Otherwise, Budington suggests simply researching the device you’re considering (and the company that makes it) before purchasing to see if researchers or users have reported any issues.
How to improve smart home security
Securing your smart home starts with protecting your internet connection through your router. We have a detailed guide to securing your home network , but at a minimum, you should change all default router settings—admin usernames, passwords, and network names—to unique, non-identifiable settings, and enable encryption in your wireless security settings. Regularly check for updates that contain patches for security vulnerabilities, and scan devices connected to your network to identify suspicious devices and remove those you no longer use.
You can add another layer of security by setting up a guest network specifically for your IoT devices.
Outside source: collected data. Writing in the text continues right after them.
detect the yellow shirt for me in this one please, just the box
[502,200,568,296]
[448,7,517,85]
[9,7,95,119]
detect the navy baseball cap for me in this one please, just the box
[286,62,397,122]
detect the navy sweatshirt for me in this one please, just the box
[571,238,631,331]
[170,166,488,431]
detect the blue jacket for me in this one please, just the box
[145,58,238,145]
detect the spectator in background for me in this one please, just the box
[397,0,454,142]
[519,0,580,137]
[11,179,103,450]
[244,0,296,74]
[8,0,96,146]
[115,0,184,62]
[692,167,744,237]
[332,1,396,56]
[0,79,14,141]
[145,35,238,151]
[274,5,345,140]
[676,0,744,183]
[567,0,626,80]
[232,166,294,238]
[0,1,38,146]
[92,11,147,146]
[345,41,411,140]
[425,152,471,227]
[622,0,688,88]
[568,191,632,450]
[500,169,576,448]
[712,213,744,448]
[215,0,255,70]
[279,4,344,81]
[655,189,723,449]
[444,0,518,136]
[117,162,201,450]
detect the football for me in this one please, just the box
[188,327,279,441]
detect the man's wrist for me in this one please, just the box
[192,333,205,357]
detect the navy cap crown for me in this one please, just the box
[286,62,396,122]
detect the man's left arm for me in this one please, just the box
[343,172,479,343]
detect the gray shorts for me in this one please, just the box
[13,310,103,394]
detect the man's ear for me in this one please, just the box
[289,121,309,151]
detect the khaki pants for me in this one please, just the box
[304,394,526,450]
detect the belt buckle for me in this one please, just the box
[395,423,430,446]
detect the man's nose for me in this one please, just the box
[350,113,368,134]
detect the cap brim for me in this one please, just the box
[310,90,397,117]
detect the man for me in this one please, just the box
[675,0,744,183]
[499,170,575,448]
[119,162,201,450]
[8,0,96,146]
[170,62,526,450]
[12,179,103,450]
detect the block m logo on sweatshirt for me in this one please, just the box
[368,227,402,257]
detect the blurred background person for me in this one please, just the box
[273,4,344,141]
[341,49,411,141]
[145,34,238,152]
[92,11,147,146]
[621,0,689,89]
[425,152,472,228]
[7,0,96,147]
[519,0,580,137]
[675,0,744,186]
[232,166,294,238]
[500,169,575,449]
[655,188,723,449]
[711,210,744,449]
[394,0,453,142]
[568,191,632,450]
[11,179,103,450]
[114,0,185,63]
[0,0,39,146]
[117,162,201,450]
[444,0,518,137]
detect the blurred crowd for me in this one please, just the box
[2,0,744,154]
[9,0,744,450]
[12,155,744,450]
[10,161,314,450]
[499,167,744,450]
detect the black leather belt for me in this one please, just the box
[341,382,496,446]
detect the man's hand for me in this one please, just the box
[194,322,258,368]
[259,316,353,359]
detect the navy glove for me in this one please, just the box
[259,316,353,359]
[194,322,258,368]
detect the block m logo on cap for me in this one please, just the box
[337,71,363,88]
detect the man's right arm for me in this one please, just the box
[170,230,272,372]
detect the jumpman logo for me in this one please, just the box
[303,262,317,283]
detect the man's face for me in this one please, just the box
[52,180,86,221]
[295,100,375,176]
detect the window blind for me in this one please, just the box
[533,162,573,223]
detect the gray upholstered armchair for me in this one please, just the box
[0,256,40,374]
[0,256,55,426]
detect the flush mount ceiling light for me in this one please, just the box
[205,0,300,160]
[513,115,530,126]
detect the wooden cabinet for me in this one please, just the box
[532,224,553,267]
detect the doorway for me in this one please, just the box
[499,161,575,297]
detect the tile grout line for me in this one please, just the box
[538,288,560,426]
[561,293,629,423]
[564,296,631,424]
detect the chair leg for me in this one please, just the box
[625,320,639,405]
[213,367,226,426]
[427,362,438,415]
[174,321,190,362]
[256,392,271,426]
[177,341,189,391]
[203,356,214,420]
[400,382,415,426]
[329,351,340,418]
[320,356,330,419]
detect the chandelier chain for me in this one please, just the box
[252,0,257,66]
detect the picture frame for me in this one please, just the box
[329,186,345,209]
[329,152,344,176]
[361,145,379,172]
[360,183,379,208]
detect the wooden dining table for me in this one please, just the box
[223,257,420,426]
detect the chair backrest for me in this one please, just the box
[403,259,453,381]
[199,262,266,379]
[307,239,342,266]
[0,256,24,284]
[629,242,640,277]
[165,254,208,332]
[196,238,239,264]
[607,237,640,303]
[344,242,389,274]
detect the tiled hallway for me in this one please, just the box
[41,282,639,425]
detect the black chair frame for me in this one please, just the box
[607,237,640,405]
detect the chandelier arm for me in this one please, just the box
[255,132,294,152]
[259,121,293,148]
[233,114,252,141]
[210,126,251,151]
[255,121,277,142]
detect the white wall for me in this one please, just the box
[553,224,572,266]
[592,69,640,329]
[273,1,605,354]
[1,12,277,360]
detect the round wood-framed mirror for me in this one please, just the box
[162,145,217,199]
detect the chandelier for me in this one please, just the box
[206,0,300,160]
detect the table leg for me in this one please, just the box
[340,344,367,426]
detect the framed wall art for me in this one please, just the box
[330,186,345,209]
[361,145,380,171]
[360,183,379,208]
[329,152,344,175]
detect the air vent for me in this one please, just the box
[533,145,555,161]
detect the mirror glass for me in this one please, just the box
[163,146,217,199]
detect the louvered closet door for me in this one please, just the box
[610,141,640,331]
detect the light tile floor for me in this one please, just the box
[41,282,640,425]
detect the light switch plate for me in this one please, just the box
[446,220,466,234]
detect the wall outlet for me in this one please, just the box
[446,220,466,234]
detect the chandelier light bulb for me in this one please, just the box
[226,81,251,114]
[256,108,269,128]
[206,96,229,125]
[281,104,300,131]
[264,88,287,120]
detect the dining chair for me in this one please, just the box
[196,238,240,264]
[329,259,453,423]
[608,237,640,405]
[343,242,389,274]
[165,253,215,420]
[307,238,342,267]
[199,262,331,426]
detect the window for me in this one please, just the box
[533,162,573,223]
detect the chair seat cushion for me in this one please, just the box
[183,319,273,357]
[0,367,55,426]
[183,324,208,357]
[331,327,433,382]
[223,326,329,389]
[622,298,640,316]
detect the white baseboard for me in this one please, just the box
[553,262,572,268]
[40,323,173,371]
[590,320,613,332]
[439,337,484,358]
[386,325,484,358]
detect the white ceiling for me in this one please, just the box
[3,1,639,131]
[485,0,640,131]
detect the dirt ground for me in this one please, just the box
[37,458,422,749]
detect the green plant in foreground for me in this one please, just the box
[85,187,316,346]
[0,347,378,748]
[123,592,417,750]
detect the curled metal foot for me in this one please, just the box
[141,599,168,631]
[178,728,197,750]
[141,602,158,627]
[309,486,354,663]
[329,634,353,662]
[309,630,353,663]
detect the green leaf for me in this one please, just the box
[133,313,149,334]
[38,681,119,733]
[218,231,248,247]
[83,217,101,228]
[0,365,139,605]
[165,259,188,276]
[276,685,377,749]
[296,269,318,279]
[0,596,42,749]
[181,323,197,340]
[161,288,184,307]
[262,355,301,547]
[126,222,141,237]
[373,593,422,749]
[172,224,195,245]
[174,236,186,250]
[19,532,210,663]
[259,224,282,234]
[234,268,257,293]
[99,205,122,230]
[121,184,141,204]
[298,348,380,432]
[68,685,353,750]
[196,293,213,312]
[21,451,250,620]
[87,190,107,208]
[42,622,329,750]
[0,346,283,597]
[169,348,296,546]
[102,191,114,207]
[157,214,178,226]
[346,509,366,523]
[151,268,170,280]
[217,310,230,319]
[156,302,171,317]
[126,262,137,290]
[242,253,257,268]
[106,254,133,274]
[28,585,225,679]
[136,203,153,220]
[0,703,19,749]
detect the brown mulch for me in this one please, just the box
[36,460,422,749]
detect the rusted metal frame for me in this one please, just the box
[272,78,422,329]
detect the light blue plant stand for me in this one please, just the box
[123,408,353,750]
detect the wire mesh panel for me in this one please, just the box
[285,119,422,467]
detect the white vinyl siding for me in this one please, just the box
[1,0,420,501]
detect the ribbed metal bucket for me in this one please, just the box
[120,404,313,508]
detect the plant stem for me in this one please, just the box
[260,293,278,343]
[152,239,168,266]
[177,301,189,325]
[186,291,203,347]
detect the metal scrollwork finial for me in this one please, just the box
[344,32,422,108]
This way, if your smart devices are hacked, everything connected to your main network (such as computers and phones with access to your personal and financial accounts) will be protected.
According to Budington, one way to further reduce vulnerability is to reduce the number of devices with their own wireless connections by connecting them through a secure centralized hub. Home Assistant is a self-hosted solution that can be installed on a Raspberry Pi or a regular PC, or used with the ready-to-use Home Assistant Green. Hubitat also provides local control over device data and integrates with various products, including those compatible with ZigBee, Z-Wave, and Matter standards.
Once your network is secured, you’ll need to perform similar steps for each of your IoT devices. Change default usernames and passwords to unique and secure alternatives and enable all available security features, such as two-factor authentication and encryption, in the device settings. Ensure your devices (and all apps used to manage them) receive automatic firmware updates.
You should also review your device’s privacy settings , removing permissions that aren’t necessary for its operation and disabling features you won’t use. For example, you might want to disable location tracking on your smart thermostat and voice control for devices other than your voice assistant.
Finally, while we’ve focused primarily on digital threats, your smart home isn’t immune to physical attacks. Be aware of possible ways to access your devices, such as devices installed outside your home, and ensure phones, tablets, and apps that control IoT devices are protected with a PIN or biometric authentication.
Remember that, by its very nature, anything connected to the internet is at least somewhat vulnerable to attack. You’ll need to evaluate your risk appetite and weigh the convenience of using a smart device against the possibility of it being hacked, and with it, your privacy. You may find that you simply don’t need to automate some things, so you might want to opt for a “dumb” option.